Once all evidence is submitted and every follow-up is resolved, the auditors draft your report — typically around a month from when you provide your final piece of evidence. A full Type 2 report often runs 50+ pages. After both sides have reviewed and signed off, you receive your SOC 2 certification and a report you can share directly with customers.

What We'd Tell Anyone Starting This Process

SOC 2 is one of the more demanding operational milestones for an early-stage company. It's also entirely manageable with the right preparation. A few things we'd do the same way again:

Invest in a compliance platform early. It's the foundation everything else is built on. The difference between a spreadsheet-based approach and a proper platform isn't marginal — it's structural.

Start your readiness assessment well before you begin the audit. Every gap you find and fix before the observation period begins is one less piece of back-and-forth during it.

Build a relationship with your auditors from day one. They're not adversaries. The more aligned you are on expectations, the smoother the whole process goes.

Plan for the first audit to take longer than you think. Budget time for the back-and-forth at the end. It's normal, and it won't be as intense the second time around.

Getting SOC 2 certified is worth it, not just because enterprise customers require it, but because the process of building toward it forces you to take data protection seriously in ways that matter. We're glad we did it early and didn't cut corners.

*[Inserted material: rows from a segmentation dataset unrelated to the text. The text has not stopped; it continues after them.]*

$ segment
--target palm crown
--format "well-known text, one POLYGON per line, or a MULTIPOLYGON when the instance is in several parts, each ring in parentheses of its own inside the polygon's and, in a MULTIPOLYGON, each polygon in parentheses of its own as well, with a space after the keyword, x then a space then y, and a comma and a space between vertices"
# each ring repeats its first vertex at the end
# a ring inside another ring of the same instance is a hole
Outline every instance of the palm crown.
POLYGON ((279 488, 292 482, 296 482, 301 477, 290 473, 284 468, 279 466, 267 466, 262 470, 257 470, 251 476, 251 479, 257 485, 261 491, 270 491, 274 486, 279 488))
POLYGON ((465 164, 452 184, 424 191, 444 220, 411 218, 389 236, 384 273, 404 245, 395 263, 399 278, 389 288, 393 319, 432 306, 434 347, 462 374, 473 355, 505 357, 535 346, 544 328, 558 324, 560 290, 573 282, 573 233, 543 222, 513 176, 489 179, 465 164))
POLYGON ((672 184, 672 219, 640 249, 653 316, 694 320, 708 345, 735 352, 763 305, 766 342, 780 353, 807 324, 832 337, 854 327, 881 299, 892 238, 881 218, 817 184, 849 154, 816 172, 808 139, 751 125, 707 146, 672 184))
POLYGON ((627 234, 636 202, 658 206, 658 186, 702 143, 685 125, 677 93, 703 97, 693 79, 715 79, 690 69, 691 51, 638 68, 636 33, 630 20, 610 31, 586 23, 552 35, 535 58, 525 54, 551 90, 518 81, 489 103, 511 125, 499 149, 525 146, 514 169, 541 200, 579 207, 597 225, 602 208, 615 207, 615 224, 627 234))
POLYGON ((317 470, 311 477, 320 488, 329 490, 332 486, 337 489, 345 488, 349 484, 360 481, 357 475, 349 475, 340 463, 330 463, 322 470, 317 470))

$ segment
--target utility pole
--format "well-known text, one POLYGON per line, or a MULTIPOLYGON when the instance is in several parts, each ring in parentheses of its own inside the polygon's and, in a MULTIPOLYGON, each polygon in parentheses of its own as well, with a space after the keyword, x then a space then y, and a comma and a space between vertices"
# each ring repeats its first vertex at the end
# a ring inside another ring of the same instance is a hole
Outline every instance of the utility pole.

What This Means for Sandstone's Customers

The reason we pursued SOC 2 wasn't only to unblock enterprise deals — it was to be worthy of handling the data our customers trust us with. In-house legal teams and legal operations leaders work with some of the most sensitive information in any organization: contract terms, negotiation positions, M&A communications, regulatory exposure. That data deserves rigorous protection.

A few commitments worth stating directly: Sandstone never uses customer data to train AI models. We maintain zero data retention agreements with our underlying AI providers, meaning your data isn't persisted or shared beyond what's required to deliver the product. All data is encrypted in transit and at rest. And our SOC 2 Type II certification means an independent third party has verified that these controls aren't just stated — they're operating.

Data privacy for in-house legal teams isn't a checkbox. It's a core part of sound information governance — and the baseline for earning a seat in the work. We took it seriously from day one because that's what this category demands.